Bob Couch replies: I do use wet-dry paper in my Waterlox finishing process but not during application, only during rubbing out once the piece has cured.
I would think that using abrasive paper would add loose wood fibers to the finish when you want a dust free clean surface during the finishing process.
The process for applying Waterlox (furniture not turned pieces) I have had the most success with, starts with a surface that has had the grain raised with water and scuff sanded with the next higher grit than my final grit. My final grit is usually 220 or 320. If I have end grain that will be finished, I may go up to 400 or 600 on just the end grain and do a wash coat with dewaxed shellac before finish. This helps keep the end grain from being much darker.

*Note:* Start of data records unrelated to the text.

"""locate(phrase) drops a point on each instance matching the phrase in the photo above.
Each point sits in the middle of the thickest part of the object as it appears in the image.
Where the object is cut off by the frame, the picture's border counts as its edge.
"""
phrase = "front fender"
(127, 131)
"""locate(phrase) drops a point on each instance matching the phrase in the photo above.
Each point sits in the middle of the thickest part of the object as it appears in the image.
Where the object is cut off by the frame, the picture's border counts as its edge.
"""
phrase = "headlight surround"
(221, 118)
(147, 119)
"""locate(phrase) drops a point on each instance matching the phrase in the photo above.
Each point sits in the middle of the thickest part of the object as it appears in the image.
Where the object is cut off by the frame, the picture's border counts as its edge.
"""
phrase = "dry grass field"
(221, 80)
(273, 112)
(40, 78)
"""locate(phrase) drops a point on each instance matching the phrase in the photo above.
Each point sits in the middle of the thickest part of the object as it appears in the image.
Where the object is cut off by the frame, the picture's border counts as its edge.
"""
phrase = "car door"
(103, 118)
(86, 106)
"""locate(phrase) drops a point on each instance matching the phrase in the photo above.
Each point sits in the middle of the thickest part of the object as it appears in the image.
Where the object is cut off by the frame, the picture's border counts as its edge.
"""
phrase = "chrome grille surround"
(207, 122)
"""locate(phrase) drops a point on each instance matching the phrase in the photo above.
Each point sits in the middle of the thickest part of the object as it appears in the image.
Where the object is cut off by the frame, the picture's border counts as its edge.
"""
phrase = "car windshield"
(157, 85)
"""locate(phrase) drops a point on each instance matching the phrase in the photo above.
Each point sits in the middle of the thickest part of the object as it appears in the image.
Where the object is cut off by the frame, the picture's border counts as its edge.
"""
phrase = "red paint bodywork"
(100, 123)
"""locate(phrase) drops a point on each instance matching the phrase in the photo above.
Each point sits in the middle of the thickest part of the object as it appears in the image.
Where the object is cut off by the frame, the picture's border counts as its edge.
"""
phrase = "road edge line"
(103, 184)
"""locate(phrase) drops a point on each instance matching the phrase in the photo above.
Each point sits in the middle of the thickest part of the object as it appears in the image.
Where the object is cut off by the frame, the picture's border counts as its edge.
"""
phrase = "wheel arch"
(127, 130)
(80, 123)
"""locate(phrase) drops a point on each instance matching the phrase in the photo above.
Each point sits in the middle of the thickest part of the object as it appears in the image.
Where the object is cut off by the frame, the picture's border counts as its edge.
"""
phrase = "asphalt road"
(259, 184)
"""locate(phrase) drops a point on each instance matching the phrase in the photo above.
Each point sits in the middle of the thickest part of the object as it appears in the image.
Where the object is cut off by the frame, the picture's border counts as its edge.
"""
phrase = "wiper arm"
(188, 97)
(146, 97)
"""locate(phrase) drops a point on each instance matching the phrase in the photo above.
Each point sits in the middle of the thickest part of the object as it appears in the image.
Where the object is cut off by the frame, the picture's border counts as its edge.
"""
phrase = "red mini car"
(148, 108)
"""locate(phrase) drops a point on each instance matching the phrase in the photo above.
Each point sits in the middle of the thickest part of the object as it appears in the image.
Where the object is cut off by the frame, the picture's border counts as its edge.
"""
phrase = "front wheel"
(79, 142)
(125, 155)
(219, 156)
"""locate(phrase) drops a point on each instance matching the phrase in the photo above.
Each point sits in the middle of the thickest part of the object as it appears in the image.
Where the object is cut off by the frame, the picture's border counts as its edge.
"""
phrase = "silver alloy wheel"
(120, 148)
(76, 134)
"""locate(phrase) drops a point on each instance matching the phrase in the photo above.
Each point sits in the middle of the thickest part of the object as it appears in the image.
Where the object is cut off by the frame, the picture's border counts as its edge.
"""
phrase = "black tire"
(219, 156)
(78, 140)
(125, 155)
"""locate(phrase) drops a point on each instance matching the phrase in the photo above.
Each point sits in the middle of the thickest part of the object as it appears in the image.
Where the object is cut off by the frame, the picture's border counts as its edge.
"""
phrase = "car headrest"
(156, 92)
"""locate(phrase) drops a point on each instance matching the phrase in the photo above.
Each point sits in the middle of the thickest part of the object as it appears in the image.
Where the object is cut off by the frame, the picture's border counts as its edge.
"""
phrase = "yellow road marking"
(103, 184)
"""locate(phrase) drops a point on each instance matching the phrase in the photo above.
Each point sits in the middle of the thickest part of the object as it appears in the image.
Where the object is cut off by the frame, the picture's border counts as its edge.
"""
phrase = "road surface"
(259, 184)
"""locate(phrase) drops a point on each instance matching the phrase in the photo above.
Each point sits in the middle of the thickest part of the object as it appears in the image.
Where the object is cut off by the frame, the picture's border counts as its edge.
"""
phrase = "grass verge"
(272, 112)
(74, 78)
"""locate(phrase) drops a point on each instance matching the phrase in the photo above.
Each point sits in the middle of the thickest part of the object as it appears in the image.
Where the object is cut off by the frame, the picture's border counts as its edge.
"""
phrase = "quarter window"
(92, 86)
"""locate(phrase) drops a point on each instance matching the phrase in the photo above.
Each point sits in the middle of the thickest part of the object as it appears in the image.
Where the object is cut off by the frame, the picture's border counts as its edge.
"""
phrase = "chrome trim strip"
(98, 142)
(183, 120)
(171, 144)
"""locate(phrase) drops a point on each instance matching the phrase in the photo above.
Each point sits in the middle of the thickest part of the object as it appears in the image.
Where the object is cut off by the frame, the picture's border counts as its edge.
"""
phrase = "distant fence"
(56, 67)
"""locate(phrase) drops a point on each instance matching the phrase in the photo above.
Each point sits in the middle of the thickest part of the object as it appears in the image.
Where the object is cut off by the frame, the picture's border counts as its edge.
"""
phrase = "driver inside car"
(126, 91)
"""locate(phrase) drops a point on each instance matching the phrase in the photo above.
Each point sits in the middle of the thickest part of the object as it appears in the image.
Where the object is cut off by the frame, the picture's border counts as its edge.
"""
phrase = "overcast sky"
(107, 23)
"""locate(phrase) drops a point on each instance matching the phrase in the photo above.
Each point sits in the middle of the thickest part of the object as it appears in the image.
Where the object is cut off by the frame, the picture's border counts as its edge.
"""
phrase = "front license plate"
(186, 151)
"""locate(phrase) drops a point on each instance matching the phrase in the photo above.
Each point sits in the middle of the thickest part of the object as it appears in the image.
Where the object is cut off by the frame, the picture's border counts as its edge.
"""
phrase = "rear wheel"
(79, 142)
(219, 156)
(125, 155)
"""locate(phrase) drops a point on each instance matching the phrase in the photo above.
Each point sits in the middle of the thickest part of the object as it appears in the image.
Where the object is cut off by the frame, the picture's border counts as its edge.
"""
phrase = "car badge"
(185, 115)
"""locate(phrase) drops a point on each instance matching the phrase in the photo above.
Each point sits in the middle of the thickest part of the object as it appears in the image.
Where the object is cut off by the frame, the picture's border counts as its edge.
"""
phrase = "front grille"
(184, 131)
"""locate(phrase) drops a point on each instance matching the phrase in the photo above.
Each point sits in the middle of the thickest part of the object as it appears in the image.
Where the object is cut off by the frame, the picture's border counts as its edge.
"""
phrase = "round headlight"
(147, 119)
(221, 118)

Waterlox will penetrate the wood surface very nicely so I want my first coat to really saturate the wood before it dries and won’t absorb and further. To accomplish that, I use a foam brush to apply a heavy coat and continue to brush on additional coats to any areas that soak up the Waterlox more than other areas.
I will let the first coat cure for a minimum of 24 hrs. If there are any rough areas, I will scuff sand them with 320 before adding my additional coats.
I have the best results with a good quality foam brush when adding coats. After 3-4 coats, I will usually wet sand with 320 or 400 wet-dry paper before adding another 2-4 coats depending on how open the grain is and if I’m using finish to level it.
After a minimum of a week’s time to cure, wet sanding with a cork or felt block helps to keep an even pressure and the wet-dry paper won’t load up and damage the finish. I will usually will start with 600 or 800 paper and go up to 2000 or 2500 grit. You can find these grits at Klingspor, which is where I buy pretty much all of my abrasives—woodworkingshop.com.
Once the finish is level, depending on the sheen I’m looking for, I will use 0000 steel wool to apply a good quality furniture wax followed by rubbing out the surface with a white Scotch-Brite pad to burnish and bring the surface back up to the sheen I’m looking for be it a soft gloss or a high gloss finish.